Use option with GROUP BY ROLLUP operator
SELECT CASE WHEN DATE IS NULL THEN 'Total' ELSE CONVERT(nvarchar(10), DATE, 101) END AS DATE,
SUM(BREAD) AS BREAD, SUM(MILK) AS MILK
FROM dbo.test54
GROUP BY ROLLUP(DATE),(DATENAME(week, DATE))
Demo on SQLFiddle
Result:
DATE BREAD MILK
10/01/2012 1 3
10/02/2012 2 4
10/03/2012 2 3
10/04/2012 0 4
10/05/2012 4 0
10/06/2012 2 1
Total 11 15
10/07/2012 1 3
10/08/2012 4 7
10/10/2012 0 4
10/11/2012 4 0
10/12/2012 2 1
10/13/2012 2 1
Total 13 16
You are looking for a rollup. In this case, you will need at least one more column to group by to do your rollup on, the easiest way to do that is to add a computed column that groups them into weeks by date.

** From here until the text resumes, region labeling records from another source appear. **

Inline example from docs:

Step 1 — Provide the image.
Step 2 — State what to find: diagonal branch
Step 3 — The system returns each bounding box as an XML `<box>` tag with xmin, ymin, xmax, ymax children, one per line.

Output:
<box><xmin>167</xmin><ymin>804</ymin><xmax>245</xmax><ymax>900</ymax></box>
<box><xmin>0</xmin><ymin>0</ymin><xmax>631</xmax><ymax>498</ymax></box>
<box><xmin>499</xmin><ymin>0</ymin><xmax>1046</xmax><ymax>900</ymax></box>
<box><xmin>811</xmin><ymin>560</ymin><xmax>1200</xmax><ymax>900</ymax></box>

Take a lookg at: Summarizing Data Using ROLLUP
Here is the general idea of how it could be done:
You need a derived column for each row to determine which fiscal week that record belongs to. In general you could subtract that record's date from 10/1, get the number of days that have elapsed, divide by 7, and floor the result.
Then you can GROUP BY that derived column and use the SUM aggregate function.
The biggest wrinkle is that 6 day week you start with. You may have to add some logic to make sure that the weeks start on Sunday or whatever day you use but this should get you started.
The WITH ROLLUP suggestions above can help; you'll need to save the data and transform it as you need.
The biggest thing you'll need to be able to do is identify your weeks properly. If you don't have those loaded into tables already so you can identify them, you can build them on the fly. Here's one way to do that:
CREATE TABLE #fy (fyear int, fstart datetime, fend datetime);
CREATE TABLE #fylist(fyyear int, fydate DATETIME, fyweek int);
INSERT INTO #fy
SELECT 2012, '2011-10-01', '2012-09-30'
UNION ALL
SELECT 2013, '2012-10-01', '2013-09-30';
INSERT INTO #fylist
( fyyear, fydate )
SELECT fyear, DATEADD(DAY, Number, DATEADD(DAY, -1, fy.fstart)) AS fydate
FROM Common.NUMBERS
CROSS APPLY (SELECT * FROM #fy WHERE fyear = 2013) fy
WHERE fy.fend >= DATEADD(DAY, Number, DATEADD(DAY, -1, fy.fstart));
WITH weekcalc AS
(
SELECT DISTINCT DATEPART(YEAR, fydate) yr, DATEPART(week, fydate) dt
FROM #fylist
),
ridcalc AS
(
SELECT
ROW_NUMBER() OVER (ORDER BY yr, dt) AS rid, yr, dt
FROM weekcalc
)
UPDATE #fylist
SET fyweek = rid
FROM #fylist
JOIN ridcalc
ON DATEPART(YEAR, fydate) = yr
AND DATEPART(week, fydate) = dt;
SELECT list.fyyear, list.fyweek, p.[date], COUNT(bread) AS Bread, COUNT(Milk) AS Milk
FROM products p
JOIN #fylist list
ON p.[date] = list.fydate
GROUP BY list.fyyear, list.fyweek, p.[date] WITH ROLLUP;
The Common.Numbers reference above is a simple numbers table that I use for this sort of thing (goes from 1 to 1M). You could also build that on the fly as needed.